The Echo understands a recent closed meeting between NSWCHPT and Council on January 17 saw an option tabled to relocate permanent residents from the Terrace caravan park on the southern end of the Memorial Park.
When asked to confirm, NSWCHPT CEO Steve Edmonds instead told The Echo that after listening to feedback regarding the Terrace Reserve, ‘the protection of the trees is a priority and any structures will honour a 5m radius from the tree or as recommended by a qualified arborist.’
Camping not ideal
But Mr Edmonds did admit that ‘camping is not ideal’ in that area of the park, ‘as there is much potential for damaging the tree roots and trunks with holiday makers pitching their tents too close to the trees and tying their tents to the trunks.’
‘It is the Trust’s intention to retain and protect the current grove within the park, which was planted in the 1920s’.
When asked if NSWCHPT would instead offer help to register the land as a war memorial to protect it from development, their media spokesperson replied, ‘The Trust is in initial concept stages of the Memorial area at this point. However, officially registering the site as a memorial could be pursued through Crown Lands. This is something the Trust is prepared to look at once the consultation phase is complete.’
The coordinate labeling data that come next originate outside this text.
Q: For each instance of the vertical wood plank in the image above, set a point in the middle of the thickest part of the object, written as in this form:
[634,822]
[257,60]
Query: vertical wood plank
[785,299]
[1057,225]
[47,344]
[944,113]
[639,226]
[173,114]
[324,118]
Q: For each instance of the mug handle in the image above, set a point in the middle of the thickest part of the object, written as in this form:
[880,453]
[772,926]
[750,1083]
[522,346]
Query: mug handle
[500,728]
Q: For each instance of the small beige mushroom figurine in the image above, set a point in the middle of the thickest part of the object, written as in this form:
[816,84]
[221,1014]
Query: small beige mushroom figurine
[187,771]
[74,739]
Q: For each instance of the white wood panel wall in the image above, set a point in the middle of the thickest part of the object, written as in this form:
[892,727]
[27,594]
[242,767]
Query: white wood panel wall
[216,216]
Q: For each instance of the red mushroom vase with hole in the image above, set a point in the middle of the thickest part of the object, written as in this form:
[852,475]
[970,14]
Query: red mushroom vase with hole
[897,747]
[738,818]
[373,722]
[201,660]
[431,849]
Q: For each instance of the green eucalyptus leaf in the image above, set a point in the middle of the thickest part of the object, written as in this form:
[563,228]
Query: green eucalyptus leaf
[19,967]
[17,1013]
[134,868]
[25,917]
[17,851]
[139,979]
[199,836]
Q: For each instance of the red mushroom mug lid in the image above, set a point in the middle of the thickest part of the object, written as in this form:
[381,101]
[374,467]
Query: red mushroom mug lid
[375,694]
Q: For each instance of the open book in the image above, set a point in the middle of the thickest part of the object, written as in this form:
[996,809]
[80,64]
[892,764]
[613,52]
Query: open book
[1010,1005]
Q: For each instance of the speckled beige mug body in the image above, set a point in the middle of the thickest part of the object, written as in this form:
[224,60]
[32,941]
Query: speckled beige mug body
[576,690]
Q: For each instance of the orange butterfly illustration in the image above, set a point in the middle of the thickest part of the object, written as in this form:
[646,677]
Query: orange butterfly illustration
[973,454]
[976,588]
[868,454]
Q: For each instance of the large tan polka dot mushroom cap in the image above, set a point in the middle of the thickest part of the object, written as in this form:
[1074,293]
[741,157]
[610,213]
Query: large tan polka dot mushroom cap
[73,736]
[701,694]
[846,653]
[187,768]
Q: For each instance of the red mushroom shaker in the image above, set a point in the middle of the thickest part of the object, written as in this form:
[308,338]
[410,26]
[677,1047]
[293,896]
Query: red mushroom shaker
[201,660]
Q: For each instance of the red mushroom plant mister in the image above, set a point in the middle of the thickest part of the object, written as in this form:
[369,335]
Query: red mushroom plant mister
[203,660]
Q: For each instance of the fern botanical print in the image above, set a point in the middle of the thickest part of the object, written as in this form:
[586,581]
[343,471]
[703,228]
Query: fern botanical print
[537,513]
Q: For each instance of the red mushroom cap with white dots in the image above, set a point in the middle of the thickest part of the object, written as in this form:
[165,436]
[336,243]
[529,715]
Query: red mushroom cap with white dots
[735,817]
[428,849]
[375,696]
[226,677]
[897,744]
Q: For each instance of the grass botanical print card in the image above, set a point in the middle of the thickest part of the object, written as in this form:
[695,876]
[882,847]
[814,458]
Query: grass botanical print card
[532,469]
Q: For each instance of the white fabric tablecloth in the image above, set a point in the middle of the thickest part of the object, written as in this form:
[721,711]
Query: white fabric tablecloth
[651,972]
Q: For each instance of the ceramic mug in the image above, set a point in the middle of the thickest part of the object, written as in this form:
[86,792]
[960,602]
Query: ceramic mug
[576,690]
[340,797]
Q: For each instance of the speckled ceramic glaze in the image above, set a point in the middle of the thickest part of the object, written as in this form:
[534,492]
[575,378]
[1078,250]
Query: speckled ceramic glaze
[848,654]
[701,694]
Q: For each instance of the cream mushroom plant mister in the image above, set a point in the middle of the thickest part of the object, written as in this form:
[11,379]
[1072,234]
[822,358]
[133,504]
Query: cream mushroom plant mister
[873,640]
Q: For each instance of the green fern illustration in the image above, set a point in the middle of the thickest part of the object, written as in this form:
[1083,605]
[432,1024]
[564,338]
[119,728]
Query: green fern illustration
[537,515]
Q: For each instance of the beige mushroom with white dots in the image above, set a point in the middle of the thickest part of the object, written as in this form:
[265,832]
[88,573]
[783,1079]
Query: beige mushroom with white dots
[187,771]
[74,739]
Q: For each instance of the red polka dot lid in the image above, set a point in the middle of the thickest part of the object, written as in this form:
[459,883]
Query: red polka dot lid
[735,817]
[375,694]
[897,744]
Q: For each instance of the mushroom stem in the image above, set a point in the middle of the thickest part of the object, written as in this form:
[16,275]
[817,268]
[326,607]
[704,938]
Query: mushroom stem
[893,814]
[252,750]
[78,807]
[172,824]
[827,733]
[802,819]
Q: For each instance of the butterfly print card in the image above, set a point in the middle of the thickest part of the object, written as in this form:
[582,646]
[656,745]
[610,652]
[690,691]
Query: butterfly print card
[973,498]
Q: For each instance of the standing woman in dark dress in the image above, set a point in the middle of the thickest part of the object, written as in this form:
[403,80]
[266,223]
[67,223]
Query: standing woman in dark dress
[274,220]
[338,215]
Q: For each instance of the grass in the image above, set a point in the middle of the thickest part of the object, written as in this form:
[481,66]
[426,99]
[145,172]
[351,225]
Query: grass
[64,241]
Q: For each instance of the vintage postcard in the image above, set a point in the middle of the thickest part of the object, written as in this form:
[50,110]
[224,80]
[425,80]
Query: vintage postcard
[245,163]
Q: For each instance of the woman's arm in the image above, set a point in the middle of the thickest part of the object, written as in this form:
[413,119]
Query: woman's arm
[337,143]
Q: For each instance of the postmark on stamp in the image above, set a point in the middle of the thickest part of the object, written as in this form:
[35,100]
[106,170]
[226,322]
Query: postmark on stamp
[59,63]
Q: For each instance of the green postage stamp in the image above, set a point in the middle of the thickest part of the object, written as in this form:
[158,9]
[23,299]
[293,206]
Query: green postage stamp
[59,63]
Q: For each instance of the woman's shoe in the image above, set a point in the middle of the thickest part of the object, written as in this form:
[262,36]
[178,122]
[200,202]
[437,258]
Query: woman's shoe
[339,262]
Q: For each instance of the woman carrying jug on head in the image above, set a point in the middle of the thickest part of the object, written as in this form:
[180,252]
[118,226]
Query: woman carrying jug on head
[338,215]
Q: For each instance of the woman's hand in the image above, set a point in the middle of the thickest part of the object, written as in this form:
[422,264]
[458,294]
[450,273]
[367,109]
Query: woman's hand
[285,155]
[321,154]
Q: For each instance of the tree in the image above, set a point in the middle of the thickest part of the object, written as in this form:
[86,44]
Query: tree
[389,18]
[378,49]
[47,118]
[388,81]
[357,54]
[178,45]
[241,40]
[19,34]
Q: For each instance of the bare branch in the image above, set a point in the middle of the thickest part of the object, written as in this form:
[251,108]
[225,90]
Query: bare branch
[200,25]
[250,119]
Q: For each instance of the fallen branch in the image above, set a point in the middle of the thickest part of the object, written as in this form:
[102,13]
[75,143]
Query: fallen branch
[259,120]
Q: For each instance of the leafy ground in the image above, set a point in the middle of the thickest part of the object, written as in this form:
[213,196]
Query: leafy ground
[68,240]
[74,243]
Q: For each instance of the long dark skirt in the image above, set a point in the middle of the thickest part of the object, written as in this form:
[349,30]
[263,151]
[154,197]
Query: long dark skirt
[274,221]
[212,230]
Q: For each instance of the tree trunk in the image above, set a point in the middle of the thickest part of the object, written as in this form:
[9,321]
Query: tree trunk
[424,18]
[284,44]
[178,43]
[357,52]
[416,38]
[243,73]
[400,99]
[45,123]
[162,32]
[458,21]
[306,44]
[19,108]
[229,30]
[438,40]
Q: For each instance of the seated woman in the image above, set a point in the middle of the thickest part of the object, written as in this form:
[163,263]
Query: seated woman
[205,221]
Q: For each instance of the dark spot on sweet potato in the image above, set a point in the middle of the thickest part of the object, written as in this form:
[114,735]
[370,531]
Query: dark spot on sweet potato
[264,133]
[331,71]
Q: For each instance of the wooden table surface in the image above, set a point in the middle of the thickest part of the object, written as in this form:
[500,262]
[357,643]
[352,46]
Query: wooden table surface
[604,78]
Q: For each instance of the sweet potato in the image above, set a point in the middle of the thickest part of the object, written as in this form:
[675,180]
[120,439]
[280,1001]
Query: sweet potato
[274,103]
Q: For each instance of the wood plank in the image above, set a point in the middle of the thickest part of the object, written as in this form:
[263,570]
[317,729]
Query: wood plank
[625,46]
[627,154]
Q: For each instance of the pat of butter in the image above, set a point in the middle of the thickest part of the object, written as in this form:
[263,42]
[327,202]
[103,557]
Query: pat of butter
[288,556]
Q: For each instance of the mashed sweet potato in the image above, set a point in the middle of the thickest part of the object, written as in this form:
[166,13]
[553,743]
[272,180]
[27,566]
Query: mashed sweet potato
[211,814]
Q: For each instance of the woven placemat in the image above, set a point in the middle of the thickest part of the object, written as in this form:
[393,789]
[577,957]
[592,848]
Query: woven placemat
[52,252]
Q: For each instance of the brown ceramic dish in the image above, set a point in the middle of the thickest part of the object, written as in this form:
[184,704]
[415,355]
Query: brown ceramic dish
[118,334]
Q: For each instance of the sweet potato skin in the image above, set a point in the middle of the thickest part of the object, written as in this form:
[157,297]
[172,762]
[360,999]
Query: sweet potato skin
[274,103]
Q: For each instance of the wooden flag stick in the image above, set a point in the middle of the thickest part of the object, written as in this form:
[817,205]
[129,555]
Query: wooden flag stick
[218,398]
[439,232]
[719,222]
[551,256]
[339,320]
Mr Edmonds also added, ‘We are also very excited to be proposing an additional interactive memorial area where the community and visitors to the area can learn about the significance of the trees and of the sacrifices made in war of those before them.’
‘A representative from the Brunswick RSL attended the community park walkthrough and we will continue to consult with this significant stakeholder during the establishment of this important community venture.’
While the reserve was registered by the National Trust of Australia in March 2015, a month later, then-heritage minister Rob Stokes knocked back a bid by Byron Shire Council to have the trees protected under a state Interim Heritage Order (IHO).
At the time, Stokes told Council that in his view there was ‘no imminent threat’ to the trees but that it was ‘desirable’ that their ‘heritage values be managed’ and for a comprehensive assessment to be done on them.
A former long-term Brunswick Heads local – and RSL member – Ian Fox told The Echo moves by the NSWCHPT to subsume the park into its commercial activities are ‘disrespectful.’
While Ian was hesitant to make public comment, he said this was an issue too important to ignore. Ian described the apparent lack of interest in protecting the park and the encroachment onto the land by NSWCHPT as ‘completely unacceptable.’
‘I’m disappointed that the local RSL sub-branch appear uninterested in pursuing the protection of the memorial trees and can’t understand why.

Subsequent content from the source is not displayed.